Actually, that may be of little use anyway. For any packet to be
transmitted in _unicast_ mode, the local sending station (probably
a router in this case) has to know the MAC <-> IP mapping. This data
would be in the ARP cache on the router. Problem is, ARP data is supposed
to expire off the cache after a period of inactivity. RFC1122 Section
2.3.2.1 speaks of a timeout on the order of one minute, but most routers
use a substantially longer interval - perhaps up to an hour or two. If
the hosts ARP entry has expired off the cache, then the router must ARP
to obtain the "current" MAC/IP relationship. Your sleeping host will not
respond to that, and the router can not send a unicast. If you are using
a switched network, your Ethernet switches may also have an MAC cache for
traffic isolation. You can set up a static MAC/IP file, which means
that the individual host must obtain the same address each time it
contacts the DHCP server, but in that case why not set configure the hosts
to a static configuration and get rid of the DHCP service entirely.
>The reason I also wanted the IP addresses is that it would mean I would
>not need to broadcast the packets, since from my tests there is no
>gurantee the broadcast will always reach the right computer. It is
>possible that I am doing something wrong with the way I am doing the
>broadcast.
That's a function of the networking setup. Today, most people drop
packets to broadcast addresses at routers as a defense against Denial
Of Service attacks. This may also be the case on your Ethernet switches.
>Of course the use of an IP address for a computer assumes a) the lease
>is for more than a few days and b) the computer has not released its
>lease
Ah, but you forgot about the ARP cache in the routers.

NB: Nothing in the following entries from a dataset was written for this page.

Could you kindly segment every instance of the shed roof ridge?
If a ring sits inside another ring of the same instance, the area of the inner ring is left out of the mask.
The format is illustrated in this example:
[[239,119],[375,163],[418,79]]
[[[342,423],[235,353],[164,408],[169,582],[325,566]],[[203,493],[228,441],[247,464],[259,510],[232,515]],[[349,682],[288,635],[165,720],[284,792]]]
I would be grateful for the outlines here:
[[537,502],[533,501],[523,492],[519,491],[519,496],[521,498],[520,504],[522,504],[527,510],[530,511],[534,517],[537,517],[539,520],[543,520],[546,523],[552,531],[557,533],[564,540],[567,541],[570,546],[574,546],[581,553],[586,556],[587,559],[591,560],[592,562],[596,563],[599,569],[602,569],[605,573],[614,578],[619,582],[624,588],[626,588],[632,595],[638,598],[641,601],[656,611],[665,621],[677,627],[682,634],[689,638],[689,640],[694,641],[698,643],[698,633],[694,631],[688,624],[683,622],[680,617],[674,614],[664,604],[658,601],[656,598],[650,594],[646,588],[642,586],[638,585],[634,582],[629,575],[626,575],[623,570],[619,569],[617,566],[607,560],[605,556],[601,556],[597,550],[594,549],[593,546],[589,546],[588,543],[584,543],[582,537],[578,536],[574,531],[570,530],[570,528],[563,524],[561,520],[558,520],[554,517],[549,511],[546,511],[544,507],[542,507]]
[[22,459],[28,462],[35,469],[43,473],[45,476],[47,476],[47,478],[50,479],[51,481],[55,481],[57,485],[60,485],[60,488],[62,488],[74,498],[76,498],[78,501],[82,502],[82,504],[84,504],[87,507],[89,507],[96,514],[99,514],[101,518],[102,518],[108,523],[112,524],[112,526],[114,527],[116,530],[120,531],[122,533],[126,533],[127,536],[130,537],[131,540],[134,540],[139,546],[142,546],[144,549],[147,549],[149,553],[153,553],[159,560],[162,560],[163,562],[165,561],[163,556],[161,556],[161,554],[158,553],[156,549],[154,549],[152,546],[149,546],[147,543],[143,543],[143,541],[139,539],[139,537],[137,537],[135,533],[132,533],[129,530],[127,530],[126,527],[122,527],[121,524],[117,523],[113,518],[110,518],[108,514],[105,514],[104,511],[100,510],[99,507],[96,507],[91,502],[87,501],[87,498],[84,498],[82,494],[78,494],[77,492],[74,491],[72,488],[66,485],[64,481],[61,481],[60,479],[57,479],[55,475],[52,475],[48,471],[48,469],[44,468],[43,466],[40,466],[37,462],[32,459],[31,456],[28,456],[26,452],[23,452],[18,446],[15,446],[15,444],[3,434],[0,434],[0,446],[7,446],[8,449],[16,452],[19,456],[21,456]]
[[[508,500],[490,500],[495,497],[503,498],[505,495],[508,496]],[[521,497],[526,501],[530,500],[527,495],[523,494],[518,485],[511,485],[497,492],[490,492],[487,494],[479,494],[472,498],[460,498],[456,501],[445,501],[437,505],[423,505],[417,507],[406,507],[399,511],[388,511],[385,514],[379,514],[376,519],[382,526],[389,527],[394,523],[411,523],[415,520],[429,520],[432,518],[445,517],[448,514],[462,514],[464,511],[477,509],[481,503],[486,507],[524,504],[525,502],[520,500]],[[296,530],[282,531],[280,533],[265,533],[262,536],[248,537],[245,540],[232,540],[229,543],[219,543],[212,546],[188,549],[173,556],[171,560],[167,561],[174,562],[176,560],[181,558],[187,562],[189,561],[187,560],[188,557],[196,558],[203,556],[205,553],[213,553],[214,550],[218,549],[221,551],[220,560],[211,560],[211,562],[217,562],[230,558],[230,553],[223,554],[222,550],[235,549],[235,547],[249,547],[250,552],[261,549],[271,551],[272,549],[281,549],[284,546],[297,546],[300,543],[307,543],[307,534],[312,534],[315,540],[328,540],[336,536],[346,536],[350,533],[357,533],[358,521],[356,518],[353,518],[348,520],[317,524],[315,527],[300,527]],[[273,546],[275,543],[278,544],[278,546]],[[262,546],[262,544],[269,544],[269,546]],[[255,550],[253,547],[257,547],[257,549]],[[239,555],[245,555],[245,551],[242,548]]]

The way we implemented this was a simple server daemon on each subnet that
the luser can connect to and send a "wake up $MYBOX" command. While our
routers all drop packets sent to local broadcast addresses, our switches
don't, so the server merely executes a 'ping -c 3 -s 240 -p $MAC_ADDRESS
$LOCAL_BROADCAST' (for example 'ping -c 3 -s 240 -p 080020ea5fcc
192.0.2.255') which sends an ICMP packet to the subnet broadcast address
(which all of our systems ignore by default) that contains the magic
(at least) 16 repetitions of the target MAC address. We send it three
times in case it gets dropped by the switch due to other traffic. Note
that this should also be able to work on a DHCP setup if the local server
has a current 'hostname <-> MAC' table.